= Consumer Rights Directive 2011 =

Consumer protection measure in EU law

The Consumer Rights Directive 2011/83/EU is a consumer protection measure in EU law. It was due to be implemented by 13 December 2013.

==Scope==
The Directive applies to most contracts between traders and consumers and applied to all contracts concluded after 13 June 2014. Exceptions include financial services, gambling, healthcare by regulated professionals, package travel, property transactions, social services, timeshare and most aspects of passenger transport.

==Content==
The Consumer Rights Directive contains provisions on:
- Information to be given before a consumer buys goods or services on the trader’s premises
- Information to be given before a consumer buys goods or services away from the trader's premises (e.g. at home or at a fair), or at a distance (internet, telesales)
- Cancellation rights and responsibilities where the consumer buys goods or services away from the trader's premises or at a distance
- Delivery times for goods – clarifying what deadlines for delivery should be and where responsibilities lie if there is a problem
- Post-contract customer helplines, where existing customers must be charged no more than the basic rate for phone calls
- Additional payments (on top of the main price of a purchase) which would need to have active or express consent of the consumer.

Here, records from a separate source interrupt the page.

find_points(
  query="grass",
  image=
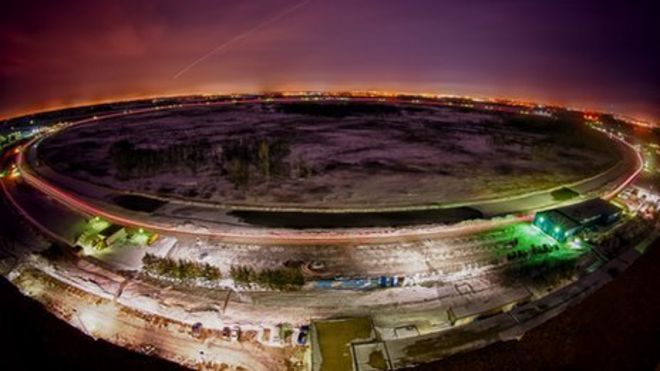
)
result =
(334, 338)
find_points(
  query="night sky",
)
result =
(598, 54)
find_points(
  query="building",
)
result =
(100, 234)
(565, 222)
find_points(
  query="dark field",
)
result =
(617, 328)
(326, 155)
(301, 220)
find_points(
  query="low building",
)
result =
(565, 222)
(100, 234)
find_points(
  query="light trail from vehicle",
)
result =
(272, 236)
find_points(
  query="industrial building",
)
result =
(565, 222)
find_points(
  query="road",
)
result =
(606, 184)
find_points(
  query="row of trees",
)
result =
(132, 162)
(244, 160)
(247, 158)
(286, 278)
(179, 269)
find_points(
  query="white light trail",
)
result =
(241, 36)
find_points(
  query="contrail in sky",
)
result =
(241, 36)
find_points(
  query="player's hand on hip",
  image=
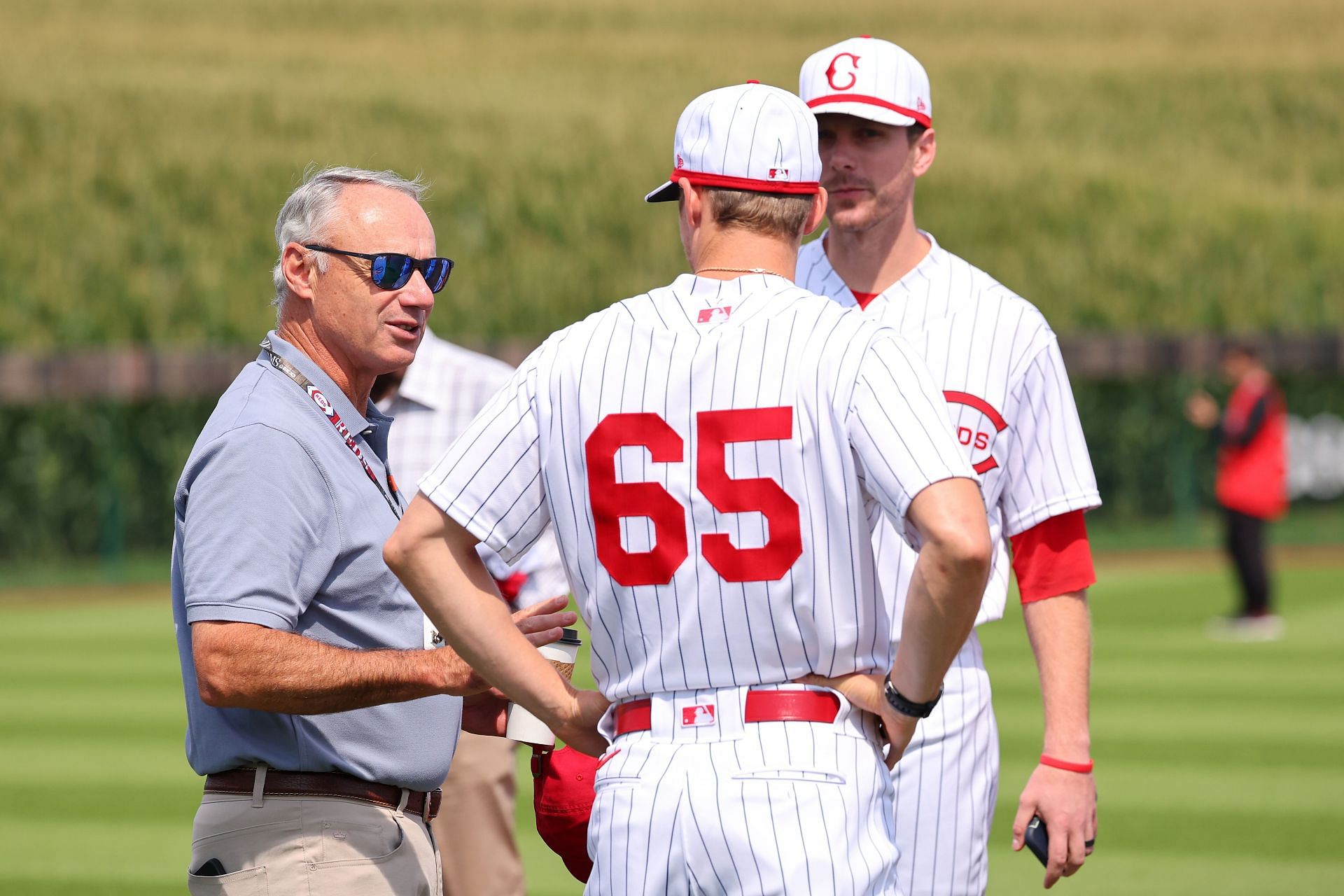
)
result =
(1066, 802)
(580, 729)
(867, 692)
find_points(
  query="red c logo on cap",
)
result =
(831, 71)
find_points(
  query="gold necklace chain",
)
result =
(739, 270)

An example is that pre-ticked boxes which the consumer must 'untick' will no longer be allowed
- Fees charged for a particular method of payment (e.g. credit card surcharges).

==Implementation==

The UK government held a consultation in 2012. The new laws overhaul a number of consumer protection measures originally enacted long before the rise of internet shopping and fit together with a number of other changes to form a new Consumer Bill of Rights replacing more than a dozen older, often overlapping and inconsistent laws.
Outdated Spanish mortgage laws have already been shown to be in breach of the new rules and must conform.